Duarte afirmou ainda que as forças policiais e militares não tiveram muitos problemas no início da invasão, que começou às 7h59m deste domingo.

"Não tivemos dificuldade. Tivemos cobertura dos helicópteros e os blindados fizeram o seu papel", disse o comandante da PM.

No total, participam da invasão 2.700 homens, sendo 800 soldados da Brigada de Infantaria Paraquedista do Exército, 300 agentes da Polícia Federal (PF), 400 da Polícia Civil e 1,2 mil da Polícia Militar.

Blindados do Exército e da Marinha e veículos do Batalhão de Operações Especiais da PM (Bope) foram utilizados na operação e estão dentro do complexo. A Polícia Militar estimava que entre 500 e 600 traficantes estariam no Complexo do Alemão.

“Passo fundamental”

Em nota, o governador Sérgio Cabral afirmou que “a reconquista do território do Complexo do Alemão pelo Estado é um passo fundamental e decisivo na política de segurança pública que traçamos para o Rio de Janeiro”.

O governador disse, entretanto, que o trabalho para garantir o direito de ir e vir dos cidadãos de bem apenas começou. “Ele é de médio e longo prazos e tem como principal objetivo recuperar 30 anos de abandono das comunidades carentes.”

O prefeito Eduardo Paes disse que vai anunciar, na segunda-feira, um pacote de projetos e ações sociais para promover uma “invasão de serviços” tanto do Complexo do Alemão quanto na Vila Cruzeiro.

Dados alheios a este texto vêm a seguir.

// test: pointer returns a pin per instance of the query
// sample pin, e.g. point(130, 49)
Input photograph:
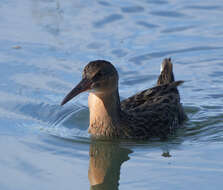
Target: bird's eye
point(99, 74)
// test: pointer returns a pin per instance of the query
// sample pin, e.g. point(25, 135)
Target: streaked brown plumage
point(154, 112)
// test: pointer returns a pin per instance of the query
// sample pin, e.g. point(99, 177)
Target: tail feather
point(166, 72)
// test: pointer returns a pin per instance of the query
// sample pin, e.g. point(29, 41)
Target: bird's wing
point(152, 96)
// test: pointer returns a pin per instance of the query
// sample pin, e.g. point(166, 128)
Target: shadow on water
point(105, 165)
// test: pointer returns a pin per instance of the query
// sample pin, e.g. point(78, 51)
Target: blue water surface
point(44, 45)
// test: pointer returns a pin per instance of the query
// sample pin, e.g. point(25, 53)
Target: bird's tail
point(166, 72)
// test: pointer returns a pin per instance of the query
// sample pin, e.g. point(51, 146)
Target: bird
point(153, 113)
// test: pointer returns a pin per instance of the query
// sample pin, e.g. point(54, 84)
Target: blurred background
point(45, 44)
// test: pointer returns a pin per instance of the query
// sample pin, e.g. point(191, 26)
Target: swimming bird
point(154, 112)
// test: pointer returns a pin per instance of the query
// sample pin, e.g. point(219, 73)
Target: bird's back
point(155, 111)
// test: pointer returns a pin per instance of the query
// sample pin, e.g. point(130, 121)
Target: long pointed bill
point(84, 85)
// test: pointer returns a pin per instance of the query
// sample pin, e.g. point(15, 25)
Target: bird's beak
point(84, 85)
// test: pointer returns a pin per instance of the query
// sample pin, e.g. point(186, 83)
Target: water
point(44, 45)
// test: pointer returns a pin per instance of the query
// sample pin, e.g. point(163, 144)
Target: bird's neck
point(104, 113)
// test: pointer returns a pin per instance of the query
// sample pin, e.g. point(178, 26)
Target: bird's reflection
point(105, 163)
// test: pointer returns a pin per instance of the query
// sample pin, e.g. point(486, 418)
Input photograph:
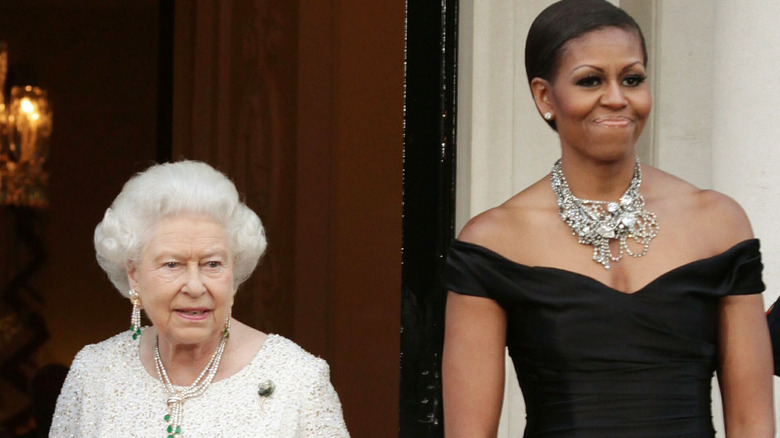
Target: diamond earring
point(135, 316)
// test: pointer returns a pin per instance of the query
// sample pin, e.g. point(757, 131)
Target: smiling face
point(598, 95)
point(185, 279)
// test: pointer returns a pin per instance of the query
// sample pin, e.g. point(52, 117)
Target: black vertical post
point(164, 148)
point(428, 210)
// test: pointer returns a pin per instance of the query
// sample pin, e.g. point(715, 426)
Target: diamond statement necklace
point(597, 222)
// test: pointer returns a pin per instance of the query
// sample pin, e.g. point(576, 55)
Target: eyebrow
point(628, 67)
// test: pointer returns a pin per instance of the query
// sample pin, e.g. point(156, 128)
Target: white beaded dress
point(108, 393)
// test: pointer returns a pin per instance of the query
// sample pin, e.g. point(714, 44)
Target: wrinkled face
point(185, 279)
point(598, 96)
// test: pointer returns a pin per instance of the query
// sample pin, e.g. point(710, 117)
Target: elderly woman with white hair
point(178, 242)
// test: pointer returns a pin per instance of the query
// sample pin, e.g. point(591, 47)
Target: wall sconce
point(25, 128)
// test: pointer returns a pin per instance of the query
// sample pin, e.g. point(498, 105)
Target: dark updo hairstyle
point(563, 21)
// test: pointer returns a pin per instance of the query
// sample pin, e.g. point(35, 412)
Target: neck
point(598, 180)
point(184, 362)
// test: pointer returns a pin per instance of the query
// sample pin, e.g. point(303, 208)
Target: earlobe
point(540, 89)
point(130, 269)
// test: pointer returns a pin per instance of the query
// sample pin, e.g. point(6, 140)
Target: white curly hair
point(164, 190)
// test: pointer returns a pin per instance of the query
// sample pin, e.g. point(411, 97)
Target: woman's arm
point(745, 372)
point(68, 415)
point(473, 366)
point(322, 415)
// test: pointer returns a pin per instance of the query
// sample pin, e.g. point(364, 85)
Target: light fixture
point(25, 128)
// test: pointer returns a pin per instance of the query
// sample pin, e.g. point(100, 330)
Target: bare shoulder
point(512, 220)
point(704, 212)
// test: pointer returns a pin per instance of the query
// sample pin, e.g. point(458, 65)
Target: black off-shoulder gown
point(596, 362)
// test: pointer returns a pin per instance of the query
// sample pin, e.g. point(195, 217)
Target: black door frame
point(428, 208)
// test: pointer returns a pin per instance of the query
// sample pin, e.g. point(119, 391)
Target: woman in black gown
point(618, 288)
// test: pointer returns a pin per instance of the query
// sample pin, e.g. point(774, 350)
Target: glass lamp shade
point(28, 122)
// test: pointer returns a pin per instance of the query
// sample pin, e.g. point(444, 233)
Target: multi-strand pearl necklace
point(597, 222)
point(176, 398)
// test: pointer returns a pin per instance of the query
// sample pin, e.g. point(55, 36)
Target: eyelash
point(174, 265)
point(590, 81)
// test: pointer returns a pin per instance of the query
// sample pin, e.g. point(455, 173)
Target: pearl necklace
point(176, 398)
point(597, 222)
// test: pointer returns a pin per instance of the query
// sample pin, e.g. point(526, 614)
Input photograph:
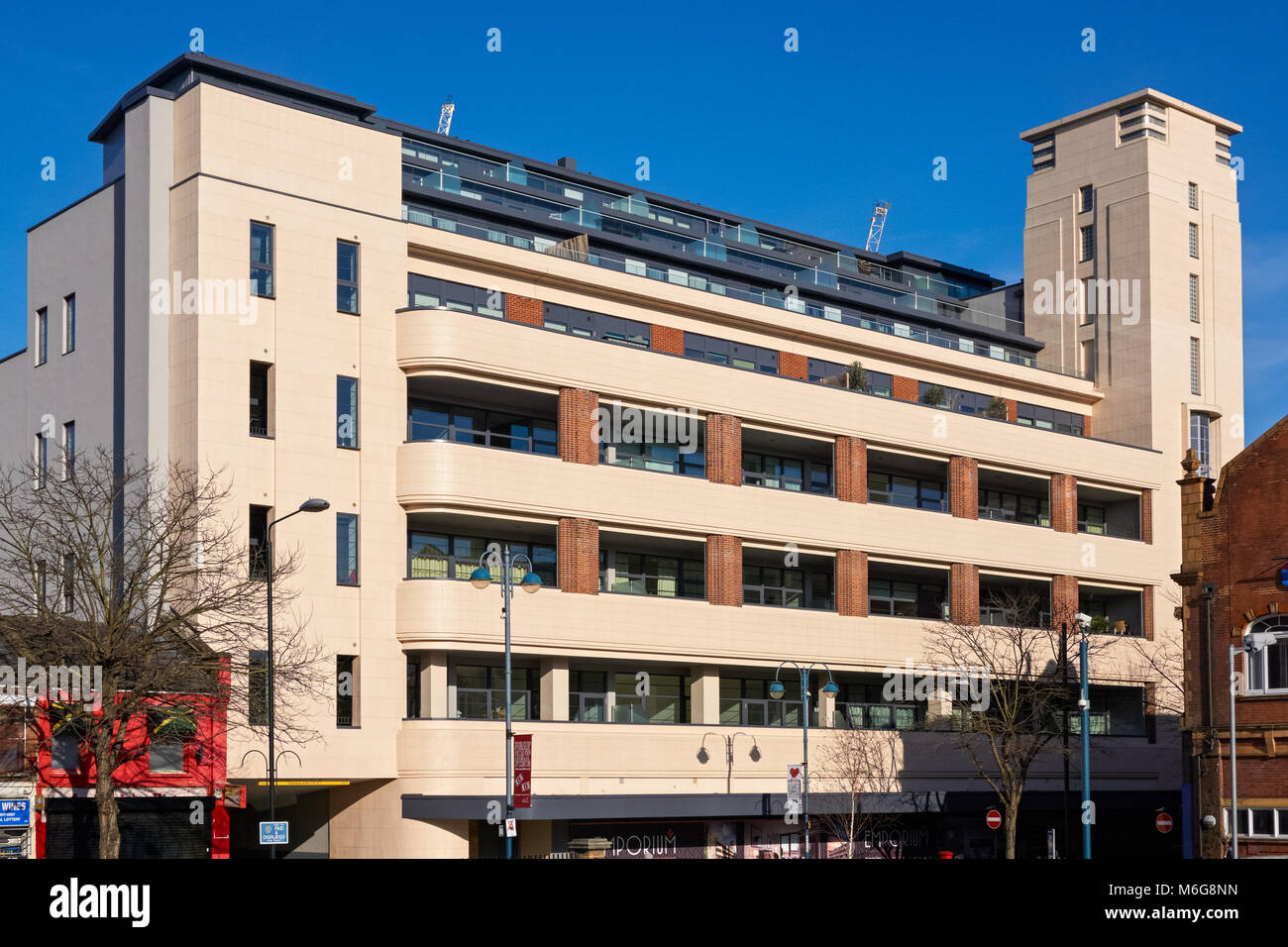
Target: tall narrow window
point(68, 450)
point(346, 411)
point(1089, 244)
point(259, 541)
point(68, 324)
point(262, 260)
point(347, 275)
point(257, 671)
point(346, 688)
point(42, 343)
point(42, 460)
point(346, 549)
point(259, 405)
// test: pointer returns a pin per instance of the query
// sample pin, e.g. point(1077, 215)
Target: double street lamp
point(531, 581)
point(312, 505)
point(777, 690)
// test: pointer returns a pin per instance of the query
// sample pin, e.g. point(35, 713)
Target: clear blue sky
point(707, 93)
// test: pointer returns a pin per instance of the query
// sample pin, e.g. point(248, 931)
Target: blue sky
point(708, 94)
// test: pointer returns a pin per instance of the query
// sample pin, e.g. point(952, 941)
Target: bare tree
point(1026, 702)
point(857, 763)
point(142, 574)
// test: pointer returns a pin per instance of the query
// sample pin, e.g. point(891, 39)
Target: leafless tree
point(855, 763)
point(143, 573)
point(1026, 699)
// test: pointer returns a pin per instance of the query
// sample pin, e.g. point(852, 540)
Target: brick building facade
point(1233, 549)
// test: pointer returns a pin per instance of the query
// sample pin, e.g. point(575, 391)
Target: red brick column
point(1064, 602)
point(524, 309)
point(851, 470)
point(1146, 609)
point(578, 416)
point(793, 365)
point(724, 450)
point(964, 592)
point(668, 339)
point(964, 487)
point(724, 571)
point(903, 388)
point(851, 582)
point(579, 556)
point(1064, 502)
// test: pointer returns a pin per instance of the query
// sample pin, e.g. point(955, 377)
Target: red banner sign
point(522, 771)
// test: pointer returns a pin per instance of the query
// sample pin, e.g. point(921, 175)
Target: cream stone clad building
point(426, 331)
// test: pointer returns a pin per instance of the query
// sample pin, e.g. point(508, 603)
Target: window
point(1089, 244)
point(1267, 669)
point(259, 541)
point(68, 450)
point(428, 291)
point(42, 460)
point(592, 325)
point(68, 324)
point(346, 411)
point(347, 275)
point(346, 688)
point(42, 343)
point(262, 260)
point(346, 549)
point(257, 671)
point(433, 420)
point(911, 492)
point(1201, 442)
point(259, 398)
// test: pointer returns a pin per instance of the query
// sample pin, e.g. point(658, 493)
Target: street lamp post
point(531, 581)
point(310, 505)
point(776, 690)
point(1253, 644)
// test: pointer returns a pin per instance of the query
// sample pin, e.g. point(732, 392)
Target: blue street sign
point(273, 832)
point(14, 812)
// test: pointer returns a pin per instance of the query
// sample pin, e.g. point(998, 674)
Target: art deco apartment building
point(436, 328)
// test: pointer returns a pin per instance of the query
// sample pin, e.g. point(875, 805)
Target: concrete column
point(433, 685)
point(704, 694)
point(724, 450)
point(554, 688)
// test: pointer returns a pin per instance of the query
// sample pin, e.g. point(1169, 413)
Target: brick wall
point(903, 388)
point(851, 470)
point(964, 592)
point(579, 556)
point(724, 571)
point(668, 339)
point(724, 450)
point(964, 487)
point(578, 416)
point(793, 365)
point(523, 309)
point(1064, 502)
point(851, 582)
point(1064, 602)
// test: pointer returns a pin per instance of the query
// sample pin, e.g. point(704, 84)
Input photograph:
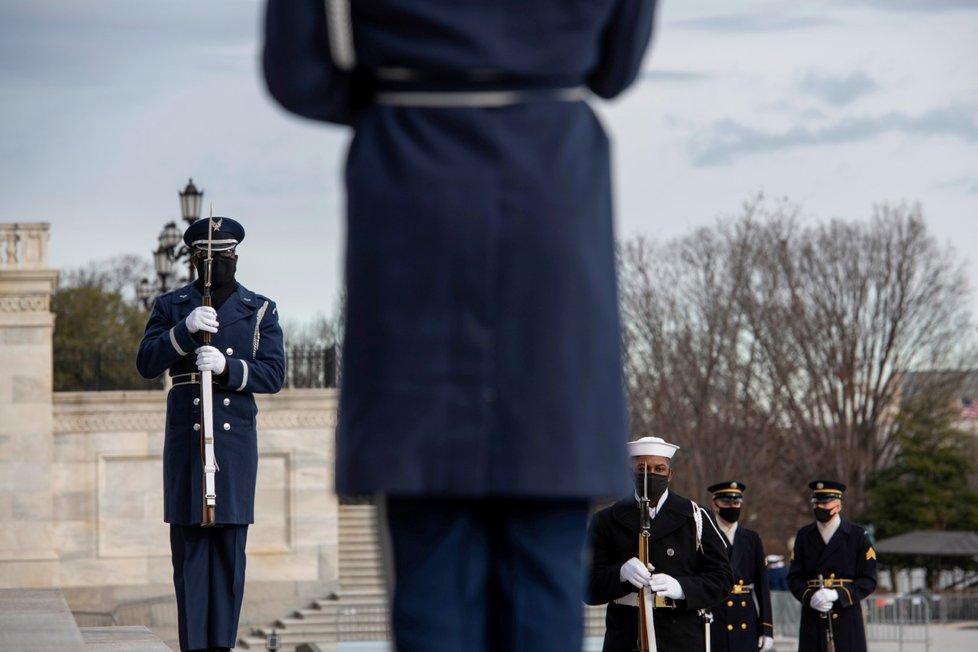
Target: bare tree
point(774, 353)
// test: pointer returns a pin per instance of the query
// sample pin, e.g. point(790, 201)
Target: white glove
point(827, 596)
point(635, 572)
point(667, 585)
point(202, 318)
point(210, 359)
point(822, 600)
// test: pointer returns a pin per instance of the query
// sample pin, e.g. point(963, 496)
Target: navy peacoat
point(704, 575)
point(482, 352)
point(250, 337)
point(745, 614)
point(848, 564)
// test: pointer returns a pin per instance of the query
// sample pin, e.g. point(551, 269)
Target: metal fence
point(96, 370)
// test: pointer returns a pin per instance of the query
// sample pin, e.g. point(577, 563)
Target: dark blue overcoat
point(704, 574)
point(482, 352)
point(250, 338)
point(848, 556)
point(741, 618)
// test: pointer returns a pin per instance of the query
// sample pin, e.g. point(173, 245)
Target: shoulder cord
point(261, 313)
point(698, 519)
point(706, 615)
point(339, 24)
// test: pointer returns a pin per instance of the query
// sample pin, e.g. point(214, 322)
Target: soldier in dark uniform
point(742, 622)
point(689, 571)
point(246, 356)
point(482, 380)
point(842, 555)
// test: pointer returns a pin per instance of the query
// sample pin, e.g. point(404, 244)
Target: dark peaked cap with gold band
point(729, 490)
point(227, 234)
point(826, 490)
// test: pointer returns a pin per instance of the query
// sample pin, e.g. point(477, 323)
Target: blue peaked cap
point(227, 234)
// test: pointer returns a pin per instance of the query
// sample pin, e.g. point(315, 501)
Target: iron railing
point(93, 369)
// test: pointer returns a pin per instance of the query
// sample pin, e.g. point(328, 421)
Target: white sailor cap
point(651, 446)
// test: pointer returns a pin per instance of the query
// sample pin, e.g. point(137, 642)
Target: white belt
point(479, 99)
point(661, 602)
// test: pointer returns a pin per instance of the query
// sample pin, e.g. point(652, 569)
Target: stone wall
point(81, 503)
point(111, 543)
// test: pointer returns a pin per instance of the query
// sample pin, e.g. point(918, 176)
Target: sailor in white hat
point(688, 568)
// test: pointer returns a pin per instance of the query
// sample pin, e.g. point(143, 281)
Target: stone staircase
point(358, 612)
point(39, 620)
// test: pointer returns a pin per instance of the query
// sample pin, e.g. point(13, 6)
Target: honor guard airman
point(245, 356)
point(688, 569)
point(742, 621)
point(482, 380)
point(833, 568)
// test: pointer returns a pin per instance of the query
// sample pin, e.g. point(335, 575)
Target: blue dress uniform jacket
point(482, 330)
point(848, 564)
point(250, 338)
point(705, 576)
point(745, 615)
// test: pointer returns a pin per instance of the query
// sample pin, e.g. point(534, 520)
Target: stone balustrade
point(24, 245)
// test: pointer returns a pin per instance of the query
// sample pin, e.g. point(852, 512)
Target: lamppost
point(171, 250)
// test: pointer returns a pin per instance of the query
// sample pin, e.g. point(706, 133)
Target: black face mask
point(222, 271)
point(657, 485)
point(822, 515)
point(729, 514)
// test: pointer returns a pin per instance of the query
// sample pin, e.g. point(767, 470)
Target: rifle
point(829, 635)
point(208, 461)
point(646, 598)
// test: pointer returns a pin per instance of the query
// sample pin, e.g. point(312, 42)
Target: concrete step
point(37, 620)
point(122, 638)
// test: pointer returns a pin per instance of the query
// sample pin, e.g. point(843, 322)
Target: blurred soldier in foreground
point(688, 569)
point(742, 622)
point(482, 383)
point(833, 567)
point(245, 356)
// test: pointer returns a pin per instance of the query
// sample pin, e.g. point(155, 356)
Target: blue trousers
point(208, 576)
point(487, 575)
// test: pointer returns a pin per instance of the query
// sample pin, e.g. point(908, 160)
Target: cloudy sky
point(108, 106)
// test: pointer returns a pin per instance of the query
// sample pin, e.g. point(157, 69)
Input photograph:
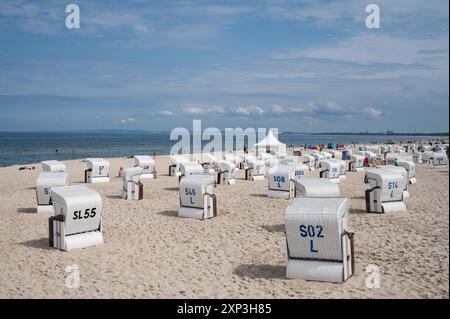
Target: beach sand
point(149, 252)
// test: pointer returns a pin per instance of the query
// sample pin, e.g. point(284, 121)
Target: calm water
point(27, 148)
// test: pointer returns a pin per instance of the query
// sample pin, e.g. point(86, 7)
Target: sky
point(306, 66)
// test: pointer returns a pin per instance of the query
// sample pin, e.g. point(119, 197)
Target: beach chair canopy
point(270, 144)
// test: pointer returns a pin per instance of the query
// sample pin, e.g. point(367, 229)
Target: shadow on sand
point(30, 210)
point(259, 195)
point(38, 243)
point(279, 228)
point(261, 271)
point(169, 213)
point(358, 211)
point(114, 196)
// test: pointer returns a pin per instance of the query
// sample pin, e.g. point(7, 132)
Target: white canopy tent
point(270, 144)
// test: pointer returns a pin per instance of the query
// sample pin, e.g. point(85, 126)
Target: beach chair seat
point(44, 184)
point(410, 167)
point(316, 187)
point(209, 163)
point(176, 160)
point(226, 174)
point(197, 198)
point(280, 181)
point(386, 191)
point(53, 166)
point(97, 171)
point(147, 164)
point(132, 188)
point(255, 170)
point(77, 222)
point(439, 159)
point(330, 169)
point(319, 247)
point(309, 160)
point(190, 168)
point(356, 163)
point(402, 170)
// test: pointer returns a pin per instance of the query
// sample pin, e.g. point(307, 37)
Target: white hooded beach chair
point(318, 157)
point(356, 163)
point(316, 187)
point(281, 184)
point(308, 159)
point(44, 184)
point(209, 163)
point(190, 168)
point(439, 160)
point(342, 168)
point(132, 188)
point(327, 155)
point(226, 173)
point(78, 218)
point(330, 169)
point(289, 159)
point(319, 247)
point(410, 167)
point(197, 198)
point(401, 170)
point(386, 192)
point(147, 164)
point(255, 171)
point(97, 171)
point(53, 167)
point(427, 157)
point(176, 160)
point(336, 154)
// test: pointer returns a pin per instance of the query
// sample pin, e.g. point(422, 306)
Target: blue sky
point(308, 66)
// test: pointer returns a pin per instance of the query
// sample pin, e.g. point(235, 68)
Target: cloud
point(277, 109)
point(369, 48)
point(374, 113)
point(202, 110)
point(248, 110)
point(166, 113)
point(128, 120)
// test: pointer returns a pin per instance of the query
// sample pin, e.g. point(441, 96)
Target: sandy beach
point(149, 252)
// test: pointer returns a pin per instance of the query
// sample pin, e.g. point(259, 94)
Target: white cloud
point(375, 48)
point(194, 110)
point(166, 113)
point(277, 109)
point(248, 110)
point(128, 120)
point(374, 113)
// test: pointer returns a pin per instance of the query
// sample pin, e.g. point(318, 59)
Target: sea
point(20, 148)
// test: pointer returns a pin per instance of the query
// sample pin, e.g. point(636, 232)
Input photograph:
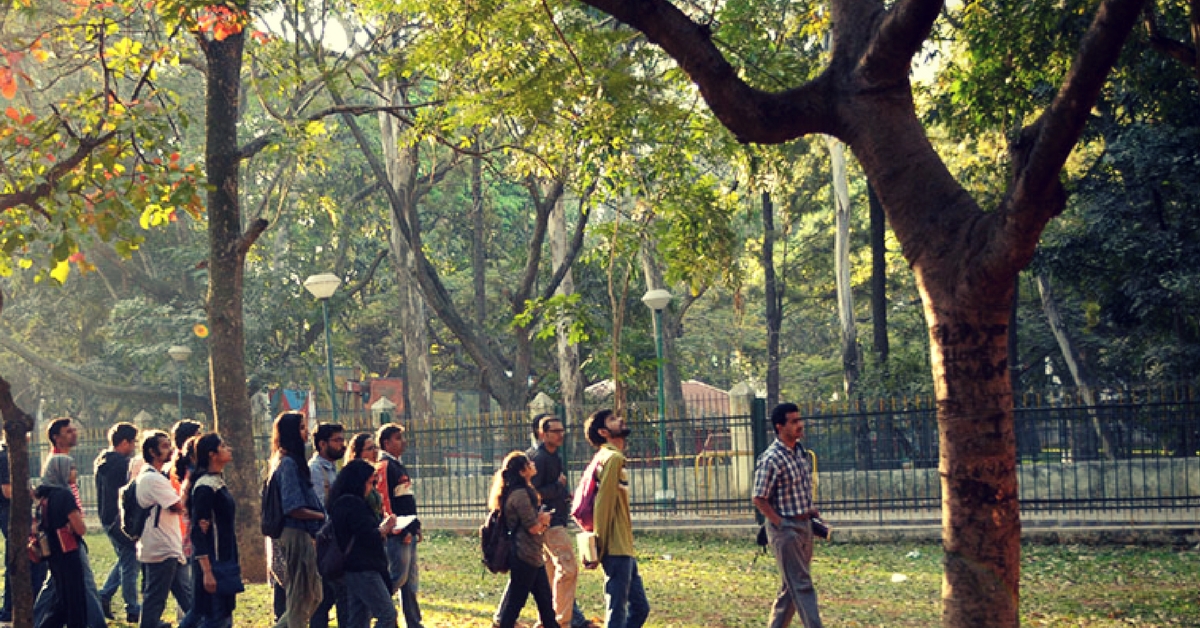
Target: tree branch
point(751, 114)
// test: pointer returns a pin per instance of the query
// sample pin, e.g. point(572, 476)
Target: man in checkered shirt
point(783, 492)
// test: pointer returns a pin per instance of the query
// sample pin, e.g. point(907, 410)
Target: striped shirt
point(784, 477)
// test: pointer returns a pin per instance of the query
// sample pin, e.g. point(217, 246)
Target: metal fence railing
point(1132, 452)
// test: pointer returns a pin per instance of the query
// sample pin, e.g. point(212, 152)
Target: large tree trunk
point(401, 166)
point(773, 295)
point(227, 255)
point(17, 426)
point(569, 374)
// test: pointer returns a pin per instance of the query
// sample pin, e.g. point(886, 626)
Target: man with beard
point(613, 525)
point(329, 447)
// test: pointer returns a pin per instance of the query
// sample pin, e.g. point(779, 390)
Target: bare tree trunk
point(17, 426)
point(841, 269)
point(227, 255)
point(879, 279)
point(1075, 363)
point(569, 374)
point(401, 166)
point(774, 299)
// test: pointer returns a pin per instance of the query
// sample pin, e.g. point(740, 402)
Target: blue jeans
point(125, 572)
point(366, 596)
point(405, 576)
point(162, 578)
point(46, 598)
point(625, 604)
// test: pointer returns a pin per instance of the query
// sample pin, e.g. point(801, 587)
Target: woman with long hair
point(64, 526)
point(366, 580)
point(517, 501)
point(211, 512)
point(363, 447)
point(303, 518)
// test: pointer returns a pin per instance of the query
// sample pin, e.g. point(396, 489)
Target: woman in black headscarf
point(64, 526)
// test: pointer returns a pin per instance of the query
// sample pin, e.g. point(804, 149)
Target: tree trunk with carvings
point(965, 259)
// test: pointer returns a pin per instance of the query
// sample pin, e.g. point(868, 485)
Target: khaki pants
point(563, 570)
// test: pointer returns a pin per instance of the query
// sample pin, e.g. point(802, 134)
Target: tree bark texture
point(401, 165)
point(965, 259)
point(569, 374)
point(773, 297)
point(227, 255)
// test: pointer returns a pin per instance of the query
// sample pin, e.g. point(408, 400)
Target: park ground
point(705, 581)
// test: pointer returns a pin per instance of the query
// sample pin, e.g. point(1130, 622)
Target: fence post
point(742, 401)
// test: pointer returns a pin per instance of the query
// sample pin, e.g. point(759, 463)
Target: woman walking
point(367, 584)
point(64, 527)
point(211, 512)
point(301, 521)
point(519, 502)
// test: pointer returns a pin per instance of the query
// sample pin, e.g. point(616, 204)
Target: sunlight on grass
point(700, 581)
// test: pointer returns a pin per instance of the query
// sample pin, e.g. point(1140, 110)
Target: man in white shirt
point(161, 545)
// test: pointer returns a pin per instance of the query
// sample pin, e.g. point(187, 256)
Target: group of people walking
point(187, 546)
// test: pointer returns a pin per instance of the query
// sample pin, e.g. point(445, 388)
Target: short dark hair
point(387, 431)
point(324, 432)
point(540, 420)
point(780, 412)
point(57, 425)
point(121, 431)
point(593, 425)
point(150, 443)
point(183, 430)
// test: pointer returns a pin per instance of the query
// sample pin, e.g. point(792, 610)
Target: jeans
point(333, 593)
point(523, 580)
point(163, 578)
point(792, 545)
point(366, 596)
point(125, 572)
point(625, 604)
point(47, 596)
point(405, 576)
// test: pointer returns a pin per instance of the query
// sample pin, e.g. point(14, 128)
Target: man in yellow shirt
point(624, 594)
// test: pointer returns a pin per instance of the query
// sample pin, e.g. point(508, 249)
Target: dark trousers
point(523, 580)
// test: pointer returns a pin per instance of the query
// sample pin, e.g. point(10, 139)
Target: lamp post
point(657, 300)
point(180, 353)
point(323, 287)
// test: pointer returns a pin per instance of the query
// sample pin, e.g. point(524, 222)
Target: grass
point(700, 581)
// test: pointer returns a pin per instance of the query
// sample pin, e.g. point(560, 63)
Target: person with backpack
point(213, 512)
point(112, 471)
point(625, 602)
point(301, 521)
point(360, 533)
point(61, 520)
point(519, 503)
point(329, 447)
point(161, 542)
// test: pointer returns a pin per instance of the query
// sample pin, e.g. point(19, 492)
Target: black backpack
point(273, 508)
point(330, 556)
point(496, 540)
point(132, 515)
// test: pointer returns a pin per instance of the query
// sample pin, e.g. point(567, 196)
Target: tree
point(965, 258)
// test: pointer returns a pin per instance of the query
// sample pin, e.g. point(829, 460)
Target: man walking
point(112, 470)
point(401, 545)
point(329, 447)
point(161, 544)
point(627, 605)
point(783, 492)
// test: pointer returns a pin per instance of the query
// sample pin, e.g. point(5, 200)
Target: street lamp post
point(180, 353)
point(658, 300)
point(323, 287)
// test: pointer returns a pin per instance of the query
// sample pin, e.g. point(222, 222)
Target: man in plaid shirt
point(783, 492)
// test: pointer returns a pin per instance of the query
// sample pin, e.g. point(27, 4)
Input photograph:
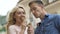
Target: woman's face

“Estou muito orgulhoso, como prefeito e carioca, por esse momento histórico, que significa a libertação de milhares de pessoas de bem que eram reféns de criminosos covardes. Significa a refundação de partes da cidade com a presença do Estado em territórios onde, durante anos, se fez presente um poder paralelo”, afirmou em nota.